When an economy is booming and jobs are plentiful, a “do no harm” approach to public policy will suffice. If GDP were expanding at a 4% annual rate and the unemployment rate were 5% and the national debt were low, then the fiscal cliff deal might be tolerable rather than terrible. While it won’t create any jobs or add to growth — just the opposite in fact — and it will only cut the national debt by a rounding-error amount, passage does avoid an across-the-board income tax hike and probable recession.
So that’s something. But good enough? Not really. Avoiding major unforced errors is necessary but insufficient when you’re way behind in the game.
But we’re not even doing that. Total taxes are going up some $220 billion this year, including both the Obama income tax hikes and the Obamacare tax hikes. Even worse, the income tax hikes raise the burden on working, saving, and investing. They make our mess of a tax code even more damaging to growth than what it was before.
Nor is Obama done pushing higher taxes. As he said New Year’s Eve, concerning the outstanding issues of the sequester and debt ceiling:
I want to make clear that any agreement we have to deal with these automatic spending cuts that are being threatened for next month, those also have to be balanced, because, remember, my principle always has been let’s do things in a balanced, responsible way. And that means the revenues have to be part of the equation in turning off the sequester and eliminating these automatic spending cuts, as well as spending cuts. Now, the same is true for any future deficit agreement. Obviously we’re going to have to do more to reduce our debt and our deficit. I’m willing to do more, but it’s going to have to be balanced. We’re going to have do it in a balanced responsible way.

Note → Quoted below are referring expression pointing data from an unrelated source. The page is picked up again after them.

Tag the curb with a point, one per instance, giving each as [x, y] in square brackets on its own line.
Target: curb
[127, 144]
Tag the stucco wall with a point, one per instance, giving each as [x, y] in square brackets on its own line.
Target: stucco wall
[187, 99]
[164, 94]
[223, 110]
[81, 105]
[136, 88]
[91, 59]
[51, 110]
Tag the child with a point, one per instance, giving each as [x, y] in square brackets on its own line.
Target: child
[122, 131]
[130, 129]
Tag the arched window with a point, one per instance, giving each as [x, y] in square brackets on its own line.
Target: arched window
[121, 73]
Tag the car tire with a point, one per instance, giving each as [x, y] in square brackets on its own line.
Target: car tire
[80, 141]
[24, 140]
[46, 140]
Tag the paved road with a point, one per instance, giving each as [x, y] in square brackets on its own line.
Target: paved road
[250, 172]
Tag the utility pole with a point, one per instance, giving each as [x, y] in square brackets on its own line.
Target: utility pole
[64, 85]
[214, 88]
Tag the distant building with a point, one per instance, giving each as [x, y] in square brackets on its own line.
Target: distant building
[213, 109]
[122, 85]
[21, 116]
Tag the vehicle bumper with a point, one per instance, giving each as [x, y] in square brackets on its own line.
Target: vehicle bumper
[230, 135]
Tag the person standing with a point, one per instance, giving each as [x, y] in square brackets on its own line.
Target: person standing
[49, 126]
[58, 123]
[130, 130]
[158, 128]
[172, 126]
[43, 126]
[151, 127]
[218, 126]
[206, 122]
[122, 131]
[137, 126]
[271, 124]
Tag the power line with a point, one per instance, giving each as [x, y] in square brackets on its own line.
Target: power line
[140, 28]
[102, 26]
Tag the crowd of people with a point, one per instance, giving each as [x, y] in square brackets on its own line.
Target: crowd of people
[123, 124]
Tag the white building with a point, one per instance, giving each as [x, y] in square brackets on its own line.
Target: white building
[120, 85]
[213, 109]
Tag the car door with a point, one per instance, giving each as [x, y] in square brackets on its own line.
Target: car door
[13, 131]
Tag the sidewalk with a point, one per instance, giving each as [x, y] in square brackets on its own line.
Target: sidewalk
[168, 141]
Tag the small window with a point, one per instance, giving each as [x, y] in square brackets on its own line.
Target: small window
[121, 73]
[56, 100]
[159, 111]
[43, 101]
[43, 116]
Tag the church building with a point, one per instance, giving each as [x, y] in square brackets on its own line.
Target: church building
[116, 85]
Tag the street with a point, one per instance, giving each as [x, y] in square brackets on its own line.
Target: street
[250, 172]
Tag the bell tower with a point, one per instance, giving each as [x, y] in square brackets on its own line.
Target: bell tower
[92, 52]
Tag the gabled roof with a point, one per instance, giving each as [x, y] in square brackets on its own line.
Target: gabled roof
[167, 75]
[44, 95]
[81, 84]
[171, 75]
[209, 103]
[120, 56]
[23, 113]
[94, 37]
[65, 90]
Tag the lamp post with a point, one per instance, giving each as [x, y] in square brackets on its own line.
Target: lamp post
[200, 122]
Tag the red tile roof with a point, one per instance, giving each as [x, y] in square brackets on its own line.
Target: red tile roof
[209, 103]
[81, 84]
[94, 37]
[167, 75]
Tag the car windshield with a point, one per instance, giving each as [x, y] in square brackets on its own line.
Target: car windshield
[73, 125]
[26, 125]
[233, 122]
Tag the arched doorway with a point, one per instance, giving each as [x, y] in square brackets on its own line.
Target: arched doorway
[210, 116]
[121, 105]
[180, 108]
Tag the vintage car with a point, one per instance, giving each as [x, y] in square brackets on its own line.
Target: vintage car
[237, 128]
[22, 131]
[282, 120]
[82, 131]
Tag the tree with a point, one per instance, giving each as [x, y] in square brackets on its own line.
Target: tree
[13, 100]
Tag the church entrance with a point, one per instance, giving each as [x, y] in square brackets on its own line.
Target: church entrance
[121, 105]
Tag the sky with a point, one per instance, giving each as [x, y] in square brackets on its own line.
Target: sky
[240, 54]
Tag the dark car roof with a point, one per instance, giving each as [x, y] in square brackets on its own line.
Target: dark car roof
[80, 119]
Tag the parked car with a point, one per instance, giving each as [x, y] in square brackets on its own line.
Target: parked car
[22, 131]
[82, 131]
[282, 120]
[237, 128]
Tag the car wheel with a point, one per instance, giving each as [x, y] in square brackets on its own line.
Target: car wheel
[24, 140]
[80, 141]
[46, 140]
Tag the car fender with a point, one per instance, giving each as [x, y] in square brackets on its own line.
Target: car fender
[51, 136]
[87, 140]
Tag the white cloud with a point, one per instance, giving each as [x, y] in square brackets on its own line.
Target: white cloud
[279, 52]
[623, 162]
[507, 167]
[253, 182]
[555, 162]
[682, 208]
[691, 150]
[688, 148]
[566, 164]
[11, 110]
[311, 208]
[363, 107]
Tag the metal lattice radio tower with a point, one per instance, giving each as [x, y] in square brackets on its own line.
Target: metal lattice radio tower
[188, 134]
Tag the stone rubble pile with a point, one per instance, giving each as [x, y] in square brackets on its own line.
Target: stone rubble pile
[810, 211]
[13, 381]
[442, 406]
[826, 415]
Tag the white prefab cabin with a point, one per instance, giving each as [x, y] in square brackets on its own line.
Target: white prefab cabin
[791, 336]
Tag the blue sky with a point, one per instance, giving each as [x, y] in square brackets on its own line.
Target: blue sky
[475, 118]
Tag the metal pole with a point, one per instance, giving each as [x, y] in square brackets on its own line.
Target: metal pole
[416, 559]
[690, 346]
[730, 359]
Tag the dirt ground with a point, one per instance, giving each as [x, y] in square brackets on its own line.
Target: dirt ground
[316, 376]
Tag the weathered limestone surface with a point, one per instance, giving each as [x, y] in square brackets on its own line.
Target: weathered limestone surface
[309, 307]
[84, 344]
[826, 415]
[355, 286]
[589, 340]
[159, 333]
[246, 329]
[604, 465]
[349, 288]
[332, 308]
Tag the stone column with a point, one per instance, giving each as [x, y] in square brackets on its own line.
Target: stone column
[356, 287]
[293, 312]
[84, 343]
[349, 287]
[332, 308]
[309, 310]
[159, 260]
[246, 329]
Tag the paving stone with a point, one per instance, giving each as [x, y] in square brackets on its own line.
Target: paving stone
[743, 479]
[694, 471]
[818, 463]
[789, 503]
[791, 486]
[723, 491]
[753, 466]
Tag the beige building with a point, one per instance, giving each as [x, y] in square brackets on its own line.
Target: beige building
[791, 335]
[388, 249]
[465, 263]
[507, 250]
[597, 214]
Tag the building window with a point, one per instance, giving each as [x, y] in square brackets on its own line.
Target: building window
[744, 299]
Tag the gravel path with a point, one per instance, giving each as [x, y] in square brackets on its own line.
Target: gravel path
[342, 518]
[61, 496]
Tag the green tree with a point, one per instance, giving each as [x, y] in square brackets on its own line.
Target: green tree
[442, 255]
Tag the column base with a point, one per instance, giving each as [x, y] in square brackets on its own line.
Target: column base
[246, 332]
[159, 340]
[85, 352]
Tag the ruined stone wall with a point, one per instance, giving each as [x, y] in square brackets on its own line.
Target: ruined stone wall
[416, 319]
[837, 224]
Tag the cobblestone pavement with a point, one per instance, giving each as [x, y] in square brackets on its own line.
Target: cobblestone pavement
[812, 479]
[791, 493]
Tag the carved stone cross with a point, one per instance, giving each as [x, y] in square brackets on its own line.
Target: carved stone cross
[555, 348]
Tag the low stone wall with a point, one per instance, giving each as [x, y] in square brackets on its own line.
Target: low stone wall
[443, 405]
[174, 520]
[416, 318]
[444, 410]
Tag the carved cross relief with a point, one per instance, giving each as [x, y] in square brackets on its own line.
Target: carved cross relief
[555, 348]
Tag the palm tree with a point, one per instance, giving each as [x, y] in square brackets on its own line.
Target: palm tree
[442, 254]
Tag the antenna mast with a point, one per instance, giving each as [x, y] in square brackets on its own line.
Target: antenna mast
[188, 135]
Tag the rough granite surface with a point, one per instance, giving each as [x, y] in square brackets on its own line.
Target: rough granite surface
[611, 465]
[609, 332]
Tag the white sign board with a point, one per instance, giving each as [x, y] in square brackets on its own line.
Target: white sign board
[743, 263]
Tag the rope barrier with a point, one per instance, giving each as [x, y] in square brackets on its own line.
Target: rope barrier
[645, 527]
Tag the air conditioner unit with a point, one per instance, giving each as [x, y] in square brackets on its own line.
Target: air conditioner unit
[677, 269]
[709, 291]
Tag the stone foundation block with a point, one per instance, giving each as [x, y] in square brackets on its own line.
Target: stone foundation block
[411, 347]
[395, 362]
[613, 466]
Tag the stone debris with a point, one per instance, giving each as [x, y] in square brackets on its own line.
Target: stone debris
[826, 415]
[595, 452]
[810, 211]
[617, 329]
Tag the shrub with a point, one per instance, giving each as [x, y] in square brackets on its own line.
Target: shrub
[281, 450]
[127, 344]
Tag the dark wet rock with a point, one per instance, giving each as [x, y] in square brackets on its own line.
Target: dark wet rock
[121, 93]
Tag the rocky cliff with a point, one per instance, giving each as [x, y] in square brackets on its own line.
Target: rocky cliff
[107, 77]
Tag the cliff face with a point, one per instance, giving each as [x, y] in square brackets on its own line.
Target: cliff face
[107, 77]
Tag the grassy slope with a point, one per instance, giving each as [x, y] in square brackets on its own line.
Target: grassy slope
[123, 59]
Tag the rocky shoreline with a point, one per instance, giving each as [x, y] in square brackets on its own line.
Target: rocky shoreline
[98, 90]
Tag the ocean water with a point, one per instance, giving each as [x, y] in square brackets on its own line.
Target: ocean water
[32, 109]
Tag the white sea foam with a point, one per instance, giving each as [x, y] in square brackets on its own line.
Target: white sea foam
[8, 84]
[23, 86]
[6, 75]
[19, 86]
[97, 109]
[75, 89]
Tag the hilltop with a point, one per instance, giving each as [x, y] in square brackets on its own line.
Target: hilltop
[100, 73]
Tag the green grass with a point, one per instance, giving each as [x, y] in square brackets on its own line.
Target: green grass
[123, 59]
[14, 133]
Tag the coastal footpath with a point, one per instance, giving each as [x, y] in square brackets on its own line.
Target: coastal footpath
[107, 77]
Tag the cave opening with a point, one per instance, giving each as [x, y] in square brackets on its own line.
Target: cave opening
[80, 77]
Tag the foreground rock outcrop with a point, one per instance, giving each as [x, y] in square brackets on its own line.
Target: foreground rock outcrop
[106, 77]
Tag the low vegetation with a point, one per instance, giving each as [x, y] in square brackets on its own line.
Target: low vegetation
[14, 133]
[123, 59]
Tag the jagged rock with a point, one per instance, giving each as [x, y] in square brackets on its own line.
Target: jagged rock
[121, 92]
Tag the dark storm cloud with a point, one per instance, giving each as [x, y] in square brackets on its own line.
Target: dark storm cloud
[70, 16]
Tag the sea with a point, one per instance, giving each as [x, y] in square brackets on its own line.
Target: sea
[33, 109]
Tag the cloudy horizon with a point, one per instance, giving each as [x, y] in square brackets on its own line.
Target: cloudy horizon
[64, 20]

How much more “balance” does Obama want?
1. Well, the fiscal cliff deal is a $620 billion tax hike, according to the Congressional Budget Office. Obama’s original offer to House Speaker John Boehner called for $1.6 trillion in tax hikes, including a) $960 billion in higher tax rates and higher taxes on investment income along with b) $600 billion in additional taxes, such as limiting tax breaks for wealthier Americans.
2. In a November policy memo, White House economists thought a tax hike of around $500 billion was doable via broadening the tax base.
3. Also recall that the president’s 2013 budget called for a $300 billion corporate tax hike.
So adding it all up, it would seem the president’s second term goal is for roughly $2 trillion in new taxes. We’re only one-third of the way there.
But what leverage will Obama have to make good on his tax-hike threats? As The Wall Street Journal editorial page notes today, “The President has had unusual leverage over Republicans because he just won re-election and because taxes were going to go up even if they did nothing.”
One potential Obama bargaining chip is the sequester, particularly the $500 billion in defense cuts that many GOPers loathe. So perhaps Obama can offer to turn off the defense cuts in exchange for $500 billion from limiting tax breaks for the rich. And then maybe another $300 billion in corporate tax hikes for agreeing to change how Social Security benefits are calculated. Many scenarios are possible. What’s for sure is that the Obama desires vastly higher taxes to pay for his expanded welfare state. Desires and needs them. And it’s now Democrat economic theology that tax rates could return to pre-Reagan levels without hurting growth.
Tax hikes? Obama is only just getting started.